I recently completed Coursera's "The Data Scientist's Toolbox" course presented by Johns Hopkins University. This 4-week course offers a broad overview of what data science is and how to set up your "toolbox" for R programming and analysis of data. Below are my takeaways that have inspired me to continue to learn more about data science and R:
-
Data science begins with formulating the right questions and finding the right data set before bringing in math/statistics and hacking (programming) knowledge. This is part of the experimental design process.
-
A data science is broadly defined as someone:
“who combines the skills of software programmer, statistician and storyteller slash artist to extract the nuggets of gold hidden under mountains of data”
-
RStudio is a go-to graphical interface (application) to start developing R projects right away.
-
RStudio plays well with Github.
-
R's strength is statistical computing.
-
R has a markdown package! It can "knit" your project together into HTML, PDF, or Word document.
-
There are 6 general categories of data analyses:
- descriptive: summarizing a data set (U.S. census)
- exploratory: exploring data to find relationships (% of women in specific work sectors)
- inferential: generalizing from a small sample to reflect on a larger group (air pollution in small area infers how all of US residents are impacted by pollution anywhere)
- predictive: using historical data to predict what happens next (elections)
- causal: exploring cause & effect of variables upon each other (trials for drugs)

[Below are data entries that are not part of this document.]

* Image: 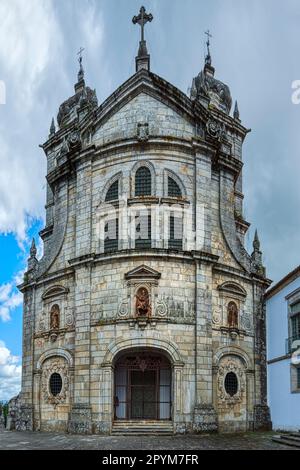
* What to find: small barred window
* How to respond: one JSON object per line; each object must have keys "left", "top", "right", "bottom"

{"left": 168, "top": 176, "right": 182, "bottom": 198}
{"left": 104, "top": 218, "right": 119, "bottom": 252}
{"left": 169, "top": 214, "right": 183, "bottom": 250}
{"left": 135, "top": 214, "right": 151, "bottom": 248}
{"left": 105, "top": 180, "right": 119, "bottom": 202}
{"left": 224, "top": 372, "right": 238, "bottom": 396}
{"left": 49, "top": 373, "right": 63, "bottom": 396}
{"left": 135, "top": 167, "right": 151, "bottom": 196}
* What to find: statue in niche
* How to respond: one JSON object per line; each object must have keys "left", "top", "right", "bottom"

{"left": 227, "top": 301, "right": 238, "bottom": 328}
{"left": 135, "top": 287, "right": 151, "bottom": 317}
{"left": 50, "top": 304, "right": 60, "bottom": 330}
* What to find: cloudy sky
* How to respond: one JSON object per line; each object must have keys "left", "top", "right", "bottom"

{"left": 0, "top": 0, "right": 299, "bottom": 400}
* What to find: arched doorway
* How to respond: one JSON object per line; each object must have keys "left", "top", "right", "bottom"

{"left": 114, "top": 350, "right": 172, "bottom": 421}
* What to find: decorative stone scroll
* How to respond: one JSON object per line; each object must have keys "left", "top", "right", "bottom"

{"left": 118, "top": 298, "right": 129, "bottom": 318}
{"left": 217, "top": 358, "right": 246, "bottom": 406}
{"left": 41, "top": 357, "right": 69, "bottom": 407}
{"left": 65, "top": 308, "right": 75, "bottom": 328}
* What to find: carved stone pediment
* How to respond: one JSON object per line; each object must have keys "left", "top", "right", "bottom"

{"left": 125, "top": 265, "right": 161, "bottom": 281}
{"left": 217, "top": 282, "right": 246, "bottom": 299}
{"left": 42, "top": 285, "right": 69, "bottom": 300}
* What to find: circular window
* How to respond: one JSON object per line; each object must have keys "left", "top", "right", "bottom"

{"left": 49, "top": 373, "right": 62, "bottom": 396}
{"left": 224, "top": 372, "right": 238, "bottom": 397}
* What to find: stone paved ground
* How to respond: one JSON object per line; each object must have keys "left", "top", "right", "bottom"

{"left": 0, "top": 430, "right": 296, "bottom": 450}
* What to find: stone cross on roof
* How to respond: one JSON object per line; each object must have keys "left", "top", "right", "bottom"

{"left": 77, "top": 47, "right": 85, "bottom": 82}
{"left": 132, "top": 6, "right": 153, "bottom": 43}
{"left": 205, "top": 30, "right": 212, "bottom": 66}
{"left": 132, "top": 6, "right": 153, "bottom": 72}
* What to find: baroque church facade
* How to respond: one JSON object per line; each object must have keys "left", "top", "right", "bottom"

{"left": 16, "top": 8, "right": 271, "bottom": 434}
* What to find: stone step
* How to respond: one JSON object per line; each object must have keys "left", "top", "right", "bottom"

{"left": 288, "top": 433, "right": 300, "bottom": 439}
{"left": 272, "top": 436, "right": 300, "bottom": 449}
{"left": 113, "top": 421, "right": 172, "bottom": 426}
{"left": 112, "top": 420, "right": 174, "bottom": 435}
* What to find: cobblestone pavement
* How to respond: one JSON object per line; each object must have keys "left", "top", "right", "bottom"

{"left": 0, "top": 430, "right": 296, "bottom": 450}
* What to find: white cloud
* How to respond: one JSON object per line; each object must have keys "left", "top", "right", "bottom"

{"left": 81, "top": 2, "right": 104, "bottom": 53}
{"left": 0, "top": 272, "right": 23, "bottom": 322}
{"left": 0, "top": 0, "right": 63, "bottom": 111}
{"left": 0, "top": 0, "right": 107, "bottom": 243}
{"left": 0, "top": 340, "right": 21, "bottom": 401}
{"left": 0, "top": 0, "right": 64, "bottom": 241}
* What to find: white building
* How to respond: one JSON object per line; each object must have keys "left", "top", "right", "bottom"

{"left": 266, "top": 266, "right": 300, "bottom": 431}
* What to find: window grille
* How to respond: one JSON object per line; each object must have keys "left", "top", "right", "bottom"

{"left": 135, "top": 167, "right": 151, "bottom": 196}
{"left": 49, "top": 373, "right": 62, "bottom": 396}
{"left": 169, "top": 215, "right": 183, "bottom": 250}
{"left": 135, "top": 214, "right": 151, "bottom": 248}
{"left": 168, "top": 176, "right": 182, "bottom": 198}
{"left": 224, "top": 372, "right": 238, "bottom": 397}
{"left": 298, "top": 368, "right": 300, "bottom": 389}
{"left": 291, "top": 312, "right": 300, "bottom": 338}
{"left": 105, "top": 180, "right": 119, "bottom": 202}
{"left": 104, "top": 218, "right": 119, "bottom": 252}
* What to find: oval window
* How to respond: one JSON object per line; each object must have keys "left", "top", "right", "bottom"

{"left": 49, "top": 372, "right": 62, "bottom": 396}
{"left": 224, "top": 372, "right": 238, "bottom": 397}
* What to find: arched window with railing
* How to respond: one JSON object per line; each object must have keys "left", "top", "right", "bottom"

{"left": 135, "top": 166, "right": 152, "bottom": 196}
{"left": 104, "top": 179, "right": 119, "bottom": 252}
{"left": 105, "top": 179, "right": 119, "bottom": 202}
{"left": 168, "top": 176, "right": 182, "bottom": 198}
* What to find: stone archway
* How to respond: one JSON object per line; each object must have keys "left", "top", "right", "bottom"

{"left": 100, "top": 336, "right": 184, "bottom": 431}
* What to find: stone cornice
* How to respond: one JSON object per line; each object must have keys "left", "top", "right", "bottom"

{"left": 46, "top": 145, "right": 95, "bottom": 188}
{"left": 214, "top": 262, "right": 270, "bottom": 287}
{"left": 213, "top": 263, "right": 253, "bottom": 283}
{"left": 18, "top": 267, "right": 75, "bottom": 292}
{"left": 235, "top": 216, "right": 251, "bottom": 235}
{"left": 67, "top": 249, "right": 221, "bottom": 270}
{"left": 214, "top": 153, "right": 243, "bottom": 181}
{"left": 191, "top": 250, "right": 219, "bottom": 264}
{"left": 42, "top": 69, "right": 247, "bottom": 154}
{"left": 93, "top": 135, "right": 194, "bottom": 160}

- mechanistic: measuring exact variable differences (material science experiments)
-
Experimental design begins with choosing variables (independent and dependent) in order to formulate an hypothesis (expected outcome) about which variables will be affected or changed.
-
An independent variable (factor) is often the X-axis when plotted.
-
The dependent variable is often the Y-axis when plotted.
-
Big data is defined by volume (more data), velocity (data is being generated quickly), and variety (data is available in several formats).
Important note: I did not pay to take this course. I audited it for it's core content, therefore, was unable to take any of the module quizzes or submit a course project. This is a good course to use as a way to explore if data science is an area you'd like to get to know and explore.
Statistics was a weakness of mine in undergraduate coursework, but asking questions, doing math, and writing code don't scare me. So! Next up in my exploration of data science: R Programming on Coursera.